Running Predictive Analytics on Your Data

How to:

Access Predictive Models
Train Binary Classification Models
Train Regression Models
Train Clustering Models
Train Anomaly Detection Models
Train Time-Series Forecasting Models
Edit Predictive Models
Save Predictive Models

When creating a Data Flow, you can easily run predictive analytics on your data sets using Machine Learning functions, without prior knowledge of advanced statistics.

Train and run multiple iterations of predictive models in parallel, evaluate and compare models actively, and select which model you want to save. Then you can re-run your model against new data sets.

Note: For more information, see the TIBCO WebFOCUS Installation and Configuration manual for your platform.

Procedure: How to Access Predictive Models

After you create a Data Flow, you can select from different model algorithms to run against your data set.

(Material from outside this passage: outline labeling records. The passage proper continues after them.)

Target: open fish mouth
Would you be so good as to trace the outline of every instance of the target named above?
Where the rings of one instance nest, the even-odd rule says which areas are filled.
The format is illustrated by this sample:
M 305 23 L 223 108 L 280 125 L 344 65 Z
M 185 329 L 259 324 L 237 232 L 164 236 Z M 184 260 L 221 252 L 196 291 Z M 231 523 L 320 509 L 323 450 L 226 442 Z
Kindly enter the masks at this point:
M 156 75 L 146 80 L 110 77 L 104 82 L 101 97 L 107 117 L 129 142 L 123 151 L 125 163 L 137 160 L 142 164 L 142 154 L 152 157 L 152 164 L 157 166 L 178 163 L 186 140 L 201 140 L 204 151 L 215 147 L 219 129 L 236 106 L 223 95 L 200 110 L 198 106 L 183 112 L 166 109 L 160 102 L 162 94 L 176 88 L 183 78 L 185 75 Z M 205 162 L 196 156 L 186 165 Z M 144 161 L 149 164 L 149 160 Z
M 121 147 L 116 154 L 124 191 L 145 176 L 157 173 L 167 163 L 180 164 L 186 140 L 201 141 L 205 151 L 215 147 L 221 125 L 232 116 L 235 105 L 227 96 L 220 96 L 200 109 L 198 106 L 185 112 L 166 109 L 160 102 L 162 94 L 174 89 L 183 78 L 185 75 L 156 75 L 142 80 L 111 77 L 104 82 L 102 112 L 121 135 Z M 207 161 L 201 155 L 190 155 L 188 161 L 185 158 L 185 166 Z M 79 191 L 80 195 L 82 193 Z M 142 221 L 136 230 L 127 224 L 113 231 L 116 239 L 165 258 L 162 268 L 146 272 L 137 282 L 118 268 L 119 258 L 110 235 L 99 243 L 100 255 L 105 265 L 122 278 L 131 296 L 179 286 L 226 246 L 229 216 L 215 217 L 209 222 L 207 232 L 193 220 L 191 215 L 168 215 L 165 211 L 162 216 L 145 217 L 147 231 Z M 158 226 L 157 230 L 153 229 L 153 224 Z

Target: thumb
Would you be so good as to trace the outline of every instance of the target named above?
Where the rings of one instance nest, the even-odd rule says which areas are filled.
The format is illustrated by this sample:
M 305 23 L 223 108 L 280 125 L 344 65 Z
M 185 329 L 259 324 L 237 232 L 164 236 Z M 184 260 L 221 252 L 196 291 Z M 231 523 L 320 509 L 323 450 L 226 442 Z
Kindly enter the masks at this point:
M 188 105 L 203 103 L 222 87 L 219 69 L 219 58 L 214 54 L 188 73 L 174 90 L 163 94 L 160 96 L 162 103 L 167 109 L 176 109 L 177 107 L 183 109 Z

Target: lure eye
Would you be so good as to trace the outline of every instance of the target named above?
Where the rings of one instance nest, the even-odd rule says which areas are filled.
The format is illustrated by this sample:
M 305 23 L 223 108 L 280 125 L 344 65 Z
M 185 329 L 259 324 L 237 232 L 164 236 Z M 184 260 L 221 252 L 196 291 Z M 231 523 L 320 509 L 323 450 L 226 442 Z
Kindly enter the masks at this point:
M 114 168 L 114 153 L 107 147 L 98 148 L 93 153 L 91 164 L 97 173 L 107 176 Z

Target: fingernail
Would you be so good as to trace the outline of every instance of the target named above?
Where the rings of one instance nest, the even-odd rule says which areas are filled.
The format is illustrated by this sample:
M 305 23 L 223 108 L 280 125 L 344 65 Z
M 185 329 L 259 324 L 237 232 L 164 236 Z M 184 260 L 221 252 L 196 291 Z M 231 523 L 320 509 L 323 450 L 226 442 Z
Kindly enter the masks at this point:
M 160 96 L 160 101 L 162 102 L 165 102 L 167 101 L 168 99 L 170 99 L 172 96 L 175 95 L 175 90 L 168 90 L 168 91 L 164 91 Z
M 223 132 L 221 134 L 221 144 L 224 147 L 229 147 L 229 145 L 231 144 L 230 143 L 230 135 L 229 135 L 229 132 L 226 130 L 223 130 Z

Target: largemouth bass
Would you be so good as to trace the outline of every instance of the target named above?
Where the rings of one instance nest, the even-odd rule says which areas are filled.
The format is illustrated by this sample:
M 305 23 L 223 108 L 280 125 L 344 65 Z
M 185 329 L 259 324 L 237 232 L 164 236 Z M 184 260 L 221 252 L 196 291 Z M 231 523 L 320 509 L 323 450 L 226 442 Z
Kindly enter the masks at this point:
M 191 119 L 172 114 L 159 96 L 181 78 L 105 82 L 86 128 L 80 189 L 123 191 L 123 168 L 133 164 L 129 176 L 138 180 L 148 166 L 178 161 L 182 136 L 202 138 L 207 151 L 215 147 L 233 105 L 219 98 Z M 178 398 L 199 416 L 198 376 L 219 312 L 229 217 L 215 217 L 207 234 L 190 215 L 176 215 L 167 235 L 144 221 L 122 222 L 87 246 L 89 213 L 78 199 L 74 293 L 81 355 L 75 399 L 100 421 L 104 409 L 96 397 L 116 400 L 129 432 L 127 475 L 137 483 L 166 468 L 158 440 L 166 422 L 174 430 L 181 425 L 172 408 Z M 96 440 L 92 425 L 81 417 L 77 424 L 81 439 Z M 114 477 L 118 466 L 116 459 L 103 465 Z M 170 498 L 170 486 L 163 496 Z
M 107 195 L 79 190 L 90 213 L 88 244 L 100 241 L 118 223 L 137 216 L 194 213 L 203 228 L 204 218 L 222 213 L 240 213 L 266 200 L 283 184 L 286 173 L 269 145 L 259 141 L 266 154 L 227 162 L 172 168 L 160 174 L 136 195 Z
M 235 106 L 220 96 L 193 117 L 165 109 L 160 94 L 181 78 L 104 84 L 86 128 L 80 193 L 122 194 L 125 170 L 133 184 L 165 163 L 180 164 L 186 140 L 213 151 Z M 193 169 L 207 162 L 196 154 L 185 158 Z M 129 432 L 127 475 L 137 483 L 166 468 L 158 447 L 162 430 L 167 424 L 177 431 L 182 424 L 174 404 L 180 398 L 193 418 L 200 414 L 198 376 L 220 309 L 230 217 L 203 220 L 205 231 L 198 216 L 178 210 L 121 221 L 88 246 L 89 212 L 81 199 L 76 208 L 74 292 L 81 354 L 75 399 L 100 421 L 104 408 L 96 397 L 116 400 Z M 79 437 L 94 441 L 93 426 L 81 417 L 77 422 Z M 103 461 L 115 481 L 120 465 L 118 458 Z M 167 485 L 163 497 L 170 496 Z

From the WebFOCUS Hub, click the plus menu, and then click Create Data Flow. Or, from the WebFOCUS Hub, click Application Directories, click an application, then right-click a data set, and select Flow. Or, from the WebFOCUS Reporting Server browser interface, click an application, then right-click a data set, and select Flow.

The Data Flow page opens, as shown in the following image.
From the Data panel, drag a data source onto the canvas, as shown in the following image.

Note: Double-click a data source to display sample data.
From the side panel, click Train Models.
The Train Models panel opens, as shown in the following image.

The following models display within the Train Models panel:
- Binary Classification
- Regression
- Clustering
- Anomaly Detection
- Time-series Forecasting
Now you can select a model to train and run against your data.

Procedure: How to Train Binary Classification Models

These models predict binary values based on four different algorithms: Random Forest, K-Nearest-Neighbors, Logistic Regression, and Extreme Gradient Boosting.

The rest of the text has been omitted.